The dogs were a part of a day that was intended to help the community continue to heal.

“People feel a sense of comfort, just from this day, which is important,” said Nikki Ruffin, doctorate student in the counseling program at Northern.

The Northern community brought in the dogs because of their efforts to aid grieving students, staff and faculty.

“(We are thankful for) the compassion that allowed us to cry and the comfort that eventually dried our tears,” said Cherilyn Murer, chair of the NIU Board of Trustees.

Andrea Drott, a health educator at Northern, said the dogs benefit everyone.

“Yesterday, I went out of my office specifically to find them,” Drott said.

Drott said the dogs are comforting for students and faculty.

“Having the dogs here again seems to help give the students a sense of home, since they can’t have their animals in the dorms,” Drott said. Barker and her dog Domino were one of the 11 teams on campus.

“They’re here to make everybody happy,” Barker said. “Therapy dogs work for people.”

Cindy Ehlers and Tikva, a Keeshond, came to NIU from Eugene, Ore., to lend support.

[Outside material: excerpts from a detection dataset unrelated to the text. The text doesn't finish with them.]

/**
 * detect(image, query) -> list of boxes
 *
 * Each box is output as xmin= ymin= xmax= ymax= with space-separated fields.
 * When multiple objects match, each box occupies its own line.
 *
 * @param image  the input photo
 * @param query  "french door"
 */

“The main thing with the dogs is that they bring comfort, normalcy and safety,” Ehlers said. “Trauma isolates, and when the dogs are around, they break the isolation.”

Last year 13 crisis teams were at NIU for more than a week in common areas and resident halls, Ehlers said.

The 11 teams have been at NIU since Feb. 10 and will remain until Feb. 17.

“I’m glad they’re still around,” Drott said.

In order to become a crisis team, Barker and Domino went through 40 hours of training. Crisis dogs have to have basic obedience and cannot be aggressive toward people or other dogs, Barker said.

Teams from AACR were called by the American Red Cross to offer comfort and emotional support in New York after 9/11 and at Virginia Tech in April 2007. Teams are trained in animal behavior and critical incident stress management Ehlers said.